Photographer Sebastiao Salgado is never one to do a project that is anything less than remarkable. His latest project called Genesis, exemplifies that work ethic and it is a truly profound body of work. It is made up of more than 200 prints chosen from eight years of work that were shot across several continents in 32 countries. It is definitely photography on an impressive scale, and leaves one viewing it in awe.
Genesis takes us on an exhilarating journey to view the world from old perspectives. Shot in dramatic monochrome, Genesis tries to capture the world in way that it may have appeared long before it was touched by any kind of modernity.
Salgado attempts to depict the planet as it once was, in virginal landscapes and untouched wildlife as well as isolated communities that lived off the land. The nature-loving Salgado draws inspiration from a respect for our environment and advocates the significance of preserving the spectacular beauty that is innate to the natural world. From the years 2005-2011, he journeyed on more than 30 trips to document and explore the world in all of its natural, untouched splendor.
For anyone familiar with his work, the pictures are distinctly Salgado’s, prints that come alive as they beckon to you from of the gallery walls. Every one of them speaks the language of images, enticing you to examine them more intimately, savoring the time and pleasure as you indulge each image. In a way Salgado depicts a world that is no more, as if a distant and long forgotten myth.

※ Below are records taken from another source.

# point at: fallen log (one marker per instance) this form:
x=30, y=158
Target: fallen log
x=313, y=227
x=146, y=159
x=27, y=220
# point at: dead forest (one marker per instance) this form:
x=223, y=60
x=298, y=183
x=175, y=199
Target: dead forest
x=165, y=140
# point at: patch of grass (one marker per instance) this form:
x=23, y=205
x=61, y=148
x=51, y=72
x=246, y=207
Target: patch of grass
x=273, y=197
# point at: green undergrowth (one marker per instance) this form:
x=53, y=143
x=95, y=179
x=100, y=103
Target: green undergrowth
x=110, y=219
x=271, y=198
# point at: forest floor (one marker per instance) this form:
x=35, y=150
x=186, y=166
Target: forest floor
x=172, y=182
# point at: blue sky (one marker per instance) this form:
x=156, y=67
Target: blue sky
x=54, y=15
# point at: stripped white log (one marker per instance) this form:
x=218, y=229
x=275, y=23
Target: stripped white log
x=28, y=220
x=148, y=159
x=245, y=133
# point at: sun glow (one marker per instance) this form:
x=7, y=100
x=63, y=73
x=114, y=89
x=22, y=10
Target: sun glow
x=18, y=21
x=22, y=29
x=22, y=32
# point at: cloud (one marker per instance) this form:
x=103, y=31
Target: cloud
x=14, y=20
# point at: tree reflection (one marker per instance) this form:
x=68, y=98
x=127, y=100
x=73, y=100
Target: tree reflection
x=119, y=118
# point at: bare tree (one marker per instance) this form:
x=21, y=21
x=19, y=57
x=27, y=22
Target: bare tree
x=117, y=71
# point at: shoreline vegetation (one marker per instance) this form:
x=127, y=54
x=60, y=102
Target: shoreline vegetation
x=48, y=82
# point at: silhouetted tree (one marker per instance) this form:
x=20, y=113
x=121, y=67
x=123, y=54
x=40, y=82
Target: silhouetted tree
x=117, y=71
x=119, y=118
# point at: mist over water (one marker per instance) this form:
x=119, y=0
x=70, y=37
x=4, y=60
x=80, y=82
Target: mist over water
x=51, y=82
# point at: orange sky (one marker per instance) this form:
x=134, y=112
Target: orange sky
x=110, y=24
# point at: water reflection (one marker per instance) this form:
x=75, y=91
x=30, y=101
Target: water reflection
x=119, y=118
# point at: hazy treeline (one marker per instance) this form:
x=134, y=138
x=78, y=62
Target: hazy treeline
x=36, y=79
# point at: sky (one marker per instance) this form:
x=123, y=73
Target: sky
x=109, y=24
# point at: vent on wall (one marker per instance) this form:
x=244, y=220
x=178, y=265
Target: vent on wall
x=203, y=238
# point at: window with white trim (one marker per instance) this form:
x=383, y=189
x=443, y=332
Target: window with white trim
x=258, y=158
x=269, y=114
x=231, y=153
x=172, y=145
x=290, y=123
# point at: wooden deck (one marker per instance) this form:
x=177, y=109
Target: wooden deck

On preserving what we have left, he believes that we can still unlearn our destructive tendencies, and focus our effort on preservation, saying, “Genesis is the search for the origin of the world, the one that has evolved for thousands of years before dealing with the pace of modern life and forget what makes us human. The [project] presents landscapes, animals, and people who were able to escape from this kind of world, paying tribute to distant regions in which, untouched and quiet, nature still reigns in all its majesty.”